"My ICD did exactly what it was designed to do: protect me when I needed it." Christian Eriksen said that from home, reunited with his family, two days after collapsing on the pitch during Denmark's friendly against Ukraine.
He's okay. That's the headline that matters, and it bears repeating given the terror that accompanied the moment. Denmark were leading 2-1 in the 65th minute when the 34-year-old went down. He walked off unaided — which told you something — but the match was called off regardless. No one was in the mood to finish it.
A different situation, but no less alarming
Eriksen was at pains to draw the distinction himself. This wasn't 2021 — the cardiac arrest at Euro 2020 that stopped a nation and briefly stopped a heartbeat. This time, his implantable cardioverter-defibrillator activated and did its job. The device that effectively bought him his career back has now saved him a second time.
Denmark team doctor Morten Boesen confirmed Monday morning that Eriksen was "doing well" and with his family. The Instagram statement followed shortly after, calm and considered, exactly the tone you'd expect from someone who has had four years to process what living with an ICD actually means.
Denmark coach Brian Riemer admitted he initially thought the issue was physical — a tussle with Ukraine's Ruslan Malinovskyi a few minutes earlier had left Eriksen looking distressed. He was wrong. "From that moment on, neither I nor the players on the pitch could have carried on with the match," Riemer said. That's an honest account of what those situations feel like from the sideline.
What comes next for Eriksen at Wolfsburg
The football context: Eriksen joined Wolfsburg last summer after three seasons at Manchester United and put together a genuinely productive campaign — 10 goals and three assists in 34 Bundesliga appearances. At 34, with an ICD, producing those numbers requires a specific kind of durability. Whether his medical team green-lights a swift return to competitive football is another question entirely.
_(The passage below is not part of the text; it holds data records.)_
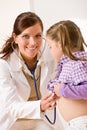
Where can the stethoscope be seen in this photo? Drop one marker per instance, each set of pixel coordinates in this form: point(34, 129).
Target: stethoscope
point(35, 84)
point(36, 90)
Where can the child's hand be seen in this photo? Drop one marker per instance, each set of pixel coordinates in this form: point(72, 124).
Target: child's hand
point(56, 88)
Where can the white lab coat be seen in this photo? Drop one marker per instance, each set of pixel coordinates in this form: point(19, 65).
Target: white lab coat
point(15, 90)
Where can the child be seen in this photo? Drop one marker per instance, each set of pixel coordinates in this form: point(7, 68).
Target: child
point(66, 44)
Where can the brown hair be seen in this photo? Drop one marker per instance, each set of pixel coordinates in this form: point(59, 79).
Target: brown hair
point(23, 21)
point(69, 35)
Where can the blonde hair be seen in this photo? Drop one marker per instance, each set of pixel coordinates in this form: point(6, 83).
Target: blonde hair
point(69, 35)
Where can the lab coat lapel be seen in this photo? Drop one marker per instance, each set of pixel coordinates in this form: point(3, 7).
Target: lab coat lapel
point(16, 68)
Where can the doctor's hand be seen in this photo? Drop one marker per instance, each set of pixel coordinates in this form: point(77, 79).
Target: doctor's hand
point(48, 102)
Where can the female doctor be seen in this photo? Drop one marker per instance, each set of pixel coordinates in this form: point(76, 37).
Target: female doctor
point(24, 74)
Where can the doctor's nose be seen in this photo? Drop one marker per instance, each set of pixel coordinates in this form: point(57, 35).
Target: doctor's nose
point(32, 40)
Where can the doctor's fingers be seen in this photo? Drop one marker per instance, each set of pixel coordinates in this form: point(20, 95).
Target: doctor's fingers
point(49, 103)
point(48, 96)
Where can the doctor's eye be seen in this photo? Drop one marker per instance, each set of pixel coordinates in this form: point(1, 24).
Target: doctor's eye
point(38, 36)
point(25, 36)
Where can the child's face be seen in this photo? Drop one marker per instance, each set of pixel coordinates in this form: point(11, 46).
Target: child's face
point(55, 48)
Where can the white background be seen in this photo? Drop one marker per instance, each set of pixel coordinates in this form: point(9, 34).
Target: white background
point(50, 12)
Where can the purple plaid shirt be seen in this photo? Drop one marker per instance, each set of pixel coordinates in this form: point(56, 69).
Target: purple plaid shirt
point(74, 76)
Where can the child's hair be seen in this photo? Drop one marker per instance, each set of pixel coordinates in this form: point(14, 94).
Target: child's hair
point(70, 37)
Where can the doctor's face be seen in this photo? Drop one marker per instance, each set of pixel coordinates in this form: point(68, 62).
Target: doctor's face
point(29, 41)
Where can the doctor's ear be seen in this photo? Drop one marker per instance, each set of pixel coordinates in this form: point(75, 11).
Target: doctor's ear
point(15, 37)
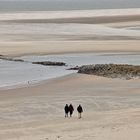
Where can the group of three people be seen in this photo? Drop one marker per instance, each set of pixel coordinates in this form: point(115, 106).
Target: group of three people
point(70, 109)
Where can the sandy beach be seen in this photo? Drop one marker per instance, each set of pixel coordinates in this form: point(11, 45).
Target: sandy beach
point(36, 111)
point(111, 109)
point(56, 32)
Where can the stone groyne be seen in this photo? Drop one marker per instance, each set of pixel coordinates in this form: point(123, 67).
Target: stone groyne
point(112, 70)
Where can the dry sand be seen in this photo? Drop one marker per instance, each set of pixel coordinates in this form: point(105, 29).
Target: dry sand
point(111, 106)
point(12, 43)
point(111, 110)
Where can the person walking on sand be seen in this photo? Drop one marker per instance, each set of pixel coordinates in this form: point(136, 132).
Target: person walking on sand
point(71, 109)
point(80, 110)
point(66, 109)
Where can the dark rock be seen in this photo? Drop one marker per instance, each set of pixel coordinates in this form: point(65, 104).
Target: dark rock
point(74, 68)
point(111, 70)
point(49, 63)
point(11, 59)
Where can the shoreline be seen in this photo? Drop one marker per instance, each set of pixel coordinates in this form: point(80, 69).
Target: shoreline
point(15, 49)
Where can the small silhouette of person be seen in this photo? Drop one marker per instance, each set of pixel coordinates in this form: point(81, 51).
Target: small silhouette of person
point(80, 110)
point(71, 109)
point(66, 108)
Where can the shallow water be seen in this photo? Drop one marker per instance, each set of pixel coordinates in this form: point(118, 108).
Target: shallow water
point(24, 73)
point(54, 5)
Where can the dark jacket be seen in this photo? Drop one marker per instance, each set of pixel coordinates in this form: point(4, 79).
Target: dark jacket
point(66, 108)
point(71, 109)
point(80, 109)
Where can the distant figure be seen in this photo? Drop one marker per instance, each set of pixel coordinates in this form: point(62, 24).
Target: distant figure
point(80, 110)
point(66, 108)
point(71, 109)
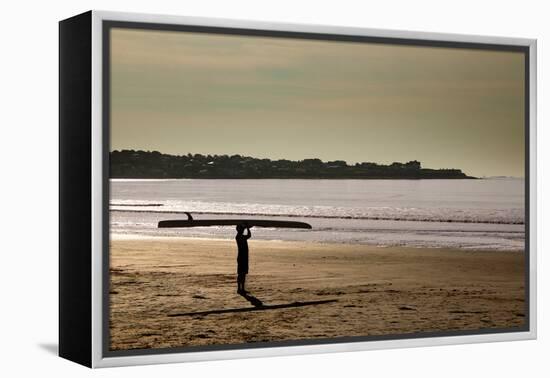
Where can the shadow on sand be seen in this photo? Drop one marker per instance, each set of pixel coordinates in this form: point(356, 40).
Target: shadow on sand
point(258, 306)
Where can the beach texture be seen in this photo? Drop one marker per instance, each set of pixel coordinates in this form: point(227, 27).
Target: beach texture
point(178, 292)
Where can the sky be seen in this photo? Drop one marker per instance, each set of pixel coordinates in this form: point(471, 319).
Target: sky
point(280, 98)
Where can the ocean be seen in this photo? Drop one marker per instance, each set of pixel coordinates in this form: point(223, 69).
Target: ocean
point(484, 214)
His statement mentions recovery, vacation, and playing football with his children — in that order. Pre-season with Wolfsburg will arrive soon enough. Eriksen's availability for the start of the Bundesliga campaign is now a real uncertainty, and any side with him in their fantasy football or accumulator plans should factor in an extended absence until there's medical clearance.
Former teammates from United, Inter, and Spurs were quick with their support — De Gea, Luke Shaw, Van de Beek, Lautaro Martinez, Lucas Moura. The football world exhaled collectively. This time, at least, the story ends with him at home.